Gaby's Revenge Full Season Review (2016)

The thing which impressed me the most about the web series Gaby's Revenge is the ease with which it develops emotional connections. Like a neural network where nodes connect to other nodes and create a dense mesh so does this series place its characters in a living, breathing universe, where every action has a reaction.

Inside of it, the things people experience are not plot devices that simply take place and then disappear. Instead, like in the real world, they interact with each other, expanding a single event into a complex and tragic story of violence, family, and loyalty.

The creator of the series, Jonathan Vargas, pushes a clear vision for the episodes. The series consists of five individual episodes and they all differ greatly in tone, length, and exposition of the key plot elements.

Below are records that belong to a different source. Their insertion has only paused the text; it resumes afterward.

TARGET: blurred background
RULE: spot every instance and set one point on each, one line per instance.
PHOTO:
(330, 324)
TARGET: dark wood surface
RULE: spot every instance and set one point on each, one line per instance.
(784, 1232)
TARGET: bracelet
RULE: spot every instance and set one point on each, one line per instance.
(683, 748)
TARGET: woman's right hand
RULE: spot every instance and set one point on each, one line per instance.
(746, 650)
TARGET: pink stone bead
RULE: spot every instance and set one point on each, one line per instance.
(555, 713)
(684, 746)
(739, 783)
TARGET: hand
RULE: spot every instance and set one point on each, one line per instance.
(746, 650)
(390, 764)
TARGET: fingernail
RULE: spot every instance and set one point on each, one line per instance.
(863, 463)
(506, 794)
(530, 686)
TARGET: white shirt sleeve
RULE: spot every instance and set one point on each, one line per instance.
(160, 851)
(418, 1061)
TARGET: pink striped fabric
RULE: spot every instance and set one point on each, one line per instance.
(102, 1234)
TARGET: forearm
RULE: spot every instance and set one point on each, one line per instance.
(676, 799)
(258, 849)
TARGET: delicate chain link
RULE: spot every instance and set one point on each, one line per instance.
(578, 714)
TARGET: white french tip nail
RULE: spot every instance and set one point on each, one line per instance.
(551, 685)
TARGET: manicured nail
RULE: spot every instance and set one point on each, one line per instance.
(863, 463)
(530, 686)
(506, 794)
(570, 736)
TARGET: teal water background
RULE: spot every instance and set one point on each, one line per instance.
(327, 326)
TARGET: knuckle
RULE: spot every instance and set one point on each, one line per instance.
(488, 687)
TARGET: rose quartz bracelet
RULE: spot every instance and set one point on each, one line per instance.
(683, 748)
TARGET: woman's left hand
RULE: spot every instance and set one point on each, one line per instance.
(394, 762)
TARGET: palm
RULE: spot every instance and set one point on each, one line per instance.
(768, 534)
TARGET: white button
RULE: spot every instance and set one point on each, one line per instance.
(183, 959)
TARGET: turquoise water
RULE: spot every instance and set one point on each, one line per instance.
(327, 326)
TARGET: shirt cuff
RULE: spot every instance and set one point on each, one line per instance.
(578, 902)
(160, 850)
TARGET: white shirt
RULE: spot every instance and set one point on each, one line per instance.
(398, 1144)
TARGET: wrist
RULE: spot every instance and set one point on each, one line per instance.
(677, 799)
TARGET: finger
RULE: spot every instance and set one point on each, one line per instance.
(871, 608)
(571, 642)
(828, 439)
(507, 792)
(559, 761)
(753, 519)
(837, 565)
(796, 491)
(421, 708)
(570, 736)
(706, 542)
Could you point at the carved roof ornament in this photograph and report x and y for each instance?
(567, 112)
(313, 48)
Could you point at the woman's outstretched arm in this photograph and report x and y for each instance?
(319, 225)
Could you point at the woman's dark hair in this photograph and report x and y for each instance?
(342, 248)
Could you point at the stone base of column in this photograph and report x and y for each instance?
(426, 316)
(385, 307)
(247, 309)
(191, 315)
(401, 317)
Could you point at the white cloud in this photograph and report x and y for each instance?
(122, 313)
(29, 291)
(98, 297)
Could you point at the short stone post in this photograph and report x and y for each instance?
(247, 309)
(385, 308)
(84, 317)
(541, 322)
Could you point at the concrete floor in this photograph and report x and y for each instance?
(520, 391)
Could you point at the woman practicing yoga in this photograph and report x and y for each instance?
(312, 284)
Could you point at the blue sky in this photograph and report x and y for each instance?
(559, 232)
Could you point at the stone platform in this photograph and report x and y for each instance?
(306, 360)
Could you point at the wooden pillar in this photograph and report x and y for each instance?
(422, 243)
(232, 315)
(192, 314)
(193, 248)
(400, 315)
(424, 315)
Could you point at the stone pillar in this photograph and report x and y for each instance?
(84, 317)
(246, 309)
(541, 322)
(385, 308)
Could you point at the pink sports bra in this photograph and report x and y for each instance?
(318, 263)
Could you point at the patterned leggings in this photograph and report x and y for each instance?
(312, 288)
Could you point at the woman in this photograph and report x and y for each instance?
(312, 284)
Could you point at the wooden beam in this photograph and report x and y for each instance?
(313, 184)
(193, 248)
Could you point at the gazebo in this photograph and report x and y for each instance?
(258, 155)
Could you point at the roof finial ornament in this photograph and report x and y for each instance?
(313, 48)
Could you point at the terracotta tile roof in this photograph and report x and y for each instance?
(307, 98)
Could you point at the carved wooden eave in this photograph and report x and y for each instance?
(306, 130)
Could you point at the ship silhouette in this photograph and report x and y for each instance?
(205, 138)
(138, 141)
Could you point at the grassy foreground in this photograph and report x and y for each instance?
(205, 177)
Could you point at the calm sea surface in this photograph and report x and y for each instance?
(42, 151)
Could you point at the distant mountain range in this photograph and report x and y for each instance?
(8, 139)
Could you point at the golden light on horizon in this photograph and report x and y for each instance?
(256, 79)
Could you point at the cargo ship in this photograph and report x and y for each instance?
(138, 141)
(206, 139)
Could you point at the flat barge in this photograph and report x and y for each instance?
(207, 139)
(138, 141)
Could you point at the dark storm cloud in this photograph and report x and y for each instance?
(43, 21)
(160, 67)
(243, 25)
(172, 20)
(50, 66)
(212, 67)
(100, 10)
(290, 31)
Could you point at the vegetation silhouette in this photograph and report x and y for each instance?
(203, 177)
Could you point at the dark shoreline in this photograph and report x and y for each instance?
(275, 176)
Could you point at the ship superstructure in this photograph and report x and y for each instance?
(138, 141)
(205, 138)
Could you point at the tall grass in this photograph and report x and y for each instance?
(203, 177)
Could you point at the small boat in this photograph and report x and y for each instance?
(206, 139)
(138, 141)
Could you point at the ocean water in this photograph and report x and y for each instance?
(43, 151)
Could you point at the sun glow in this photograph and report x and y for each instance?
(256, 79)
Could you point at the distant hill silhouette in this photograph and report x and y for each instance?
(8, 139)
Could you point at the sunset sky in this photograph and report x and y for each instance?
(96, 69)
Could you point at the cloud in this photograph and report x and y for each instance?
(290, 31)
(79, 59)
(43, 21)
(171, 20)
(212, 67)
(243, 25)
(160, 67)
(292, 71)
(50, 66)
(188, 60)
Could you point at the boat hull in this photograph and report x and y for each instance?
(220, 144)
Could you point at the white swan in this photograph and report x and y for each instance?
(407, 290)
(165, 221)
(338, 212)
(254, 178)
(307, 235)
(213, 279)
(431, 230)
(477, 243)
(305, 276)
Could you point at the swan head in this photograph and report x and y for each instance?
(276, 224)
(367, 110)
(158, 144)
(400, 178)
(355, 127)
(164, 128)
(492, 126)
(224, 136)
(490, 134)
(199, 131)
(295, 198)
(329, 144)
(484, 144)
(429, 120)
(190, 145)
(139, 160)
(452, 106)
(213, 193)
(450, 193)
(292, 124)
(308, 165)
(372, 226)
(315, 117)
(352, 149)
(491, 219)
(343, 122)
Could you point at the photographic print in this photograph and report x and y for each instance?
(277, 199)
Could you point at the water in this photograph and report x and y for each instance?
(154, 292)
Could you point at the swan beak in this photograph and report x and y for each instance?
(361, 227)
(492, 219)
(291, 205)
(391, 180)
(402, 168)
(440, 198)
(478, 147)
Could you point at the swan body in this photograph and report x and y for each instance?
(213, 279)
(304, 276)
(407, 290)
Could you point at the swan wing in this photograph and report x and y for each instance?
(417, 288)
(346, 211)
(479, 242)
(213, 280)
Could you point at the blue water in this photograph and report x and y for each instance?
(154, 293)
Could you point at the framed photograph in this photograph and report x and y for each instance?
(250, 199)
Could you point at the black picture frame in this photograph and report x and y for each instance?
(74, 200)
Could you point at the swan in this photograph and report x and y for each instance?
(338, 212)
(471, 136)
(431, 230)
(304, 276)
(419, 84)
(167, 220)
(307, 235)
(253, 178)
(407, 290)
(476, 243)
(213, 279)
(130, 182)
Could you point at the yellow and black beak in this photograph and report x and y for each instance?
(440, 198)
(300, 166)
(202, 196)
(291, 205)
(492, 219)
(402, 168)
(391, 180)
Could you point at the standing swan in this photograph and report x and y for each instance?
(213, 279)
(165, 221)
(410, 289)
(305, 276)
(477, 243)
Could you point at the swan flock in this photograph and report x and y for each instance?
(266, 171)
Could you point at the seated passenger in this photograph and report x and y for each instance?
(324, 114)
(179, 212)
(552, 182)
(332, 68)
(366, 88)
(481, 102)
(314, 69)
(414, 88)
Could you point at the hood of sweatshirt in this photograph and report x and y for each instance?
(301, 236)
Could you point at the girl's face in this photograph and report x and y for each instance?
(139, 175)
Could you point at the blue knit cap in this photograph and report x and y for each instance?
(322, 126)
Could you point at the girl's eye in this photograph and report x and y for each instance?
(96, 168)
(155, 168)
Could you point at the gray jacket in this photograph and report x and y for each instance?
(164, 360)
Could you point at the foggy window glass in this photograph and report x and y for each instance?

The series begins simply by showing Gaby, a haunted contract killer who works, as the series puts it, as a freelancer for both the mob and the government agencies. She is under a huge amount of stress, especially because of a job that went haywire, so she decides to visit her family and try to get some bearing on her chaotic and exceedingly dangerous life. Gaby arrives at her family home, where she is greeted by her mother and her sister Angie.

However, the happy reunion is tainted by the news that her sister is struggling because of a false rumor started about her. Enraged by it, Gaby slowly but surely enters a mental place where only exceedingly bad things can happen and soon enough, they do. When I wrote the review of the pilot episode, I wished for darker things and I sure got them, but also something more important than that.


There are two main drives that power the show through the episodes. First one is the simple need to see how the story ends and how the events will lead back to one another. But, more than this, there is an emotional interconnectedness that I mentioned at the beginning. With it, Vargas manages to provide the viewers with a single character, paint him or her with a single brush, but then, later on, provide a new perspective on the same person. A bully can become a loving brother, a kingpin can turn out to be a rational man, and an assassin’s handler can be a surrogate parent. Like the very specific MagChop art the series features in its pilot, at first, the connections are random and irrelevant, as if they are simply splattered on the canvas. But as you immerse yourself in it, the art form begins to take shape.

All of this takes place in a very subtle manner and it doesn’t devalue the main plot or take anything away from it. It uses the noir setup and the thriller elements to tell a drama about pain, hurt, and suffering dealt out to those who don’t deserve it, but still are left with the gaping wounds, no matter if they’re physical or emotional. In some better reality, they victims would not get to suffer and would just relinquish this life, but in our world, Vargas tells us, people live one, struggling with the person’s they have to become because of those wounds. The whole acting cast, especially Amanda Ortega, carries this difficult setup with a lot of styles and their presence never breaks the pace that the series sets.

On some level, Vargas must have understood this while he made the series, which is why he utilizes the action elements with constraint and precision. From a cinematic perspective, this could have been the spot where some heavy stylization could have been used to make the viewing an even more smooth experience. Action scenes and limited production potential often are a big challenge, even for some big film companies. Here, an approach like the one used in Steven Soderbergh’s The Limey could make the series an even stronger neo-noir piece.

But, this is a minor observation and doesn’t really impact the current show. The main appeals of Gaby’s Revenge lie in the character development and their backstories which slowly fall into place, creating a sad but heartfelt painting of ordinary people in situations where there’s no good choice. The series shows that Vargas can grapple with plots that are both serious and complex; hopefully, he’ll get a shot at something bigger in the same thriller-like genre.